Big insurer groups push Senate on cyber security bill

Thirty-five organizations, including big insurance trade groups, have sent a letter to the U.S. Senate urging the quick passage of a cyber security information-sharing bill that also offers them a safe harbor against frivolous lawsuits.

“Cybersecurity is a top priority of our associations and members,” says the letter on U.S. Chamber of Commerce letterhead, sent Tuesday. “Recent cyber incidents underscore the need for legislation to help businesses improve their awareness of cyber threats and to enhance their protection and response capabilities.”

The letter adds, “Above all, we need Congress to send a bill to the president that gives businesses legal certainty that they have safe harbor against frivolous lawsuits when voluntarily sharing and receiving threat indicators and counter measures in real time and taking action to mitigate cyberattacks.”

It states such legislation should also offer protections related to public disclosure, regulatory and antitrust matters “to increase the timely exchange of information among public and private entities.”

It adds that the legislation should safeguard privacy and civil liberties as well.

“Cyberattacks aimed at U.S. businesses and government entities are being launched from various sources, including sophisticated hackers, organized crime, and state sponsored groups.
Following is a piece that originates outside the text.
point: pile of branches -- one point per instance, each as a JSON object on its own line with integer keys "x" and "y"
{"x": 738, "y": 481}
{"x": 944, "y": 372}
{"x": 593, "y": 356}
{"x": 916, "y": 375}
These attacks are advancing in scope and complexity,” says the letter. “Congressional action cannot come soon enough.”

Signers of the letter include a wide range of associations, among them the American Insurance Association, the Property Casualty Insurers Association of America, the Council of Agents & Brokers and the U.S. Chamber of Commerce itself.

With Republicans gaining control of the U.S. Senate and the comments made by President Barack Obama during his State of the Union address last week, there has been some optimism that long-stalled cyber legislation stands a strong chance of gaining congressional approval and being signed into law by the president.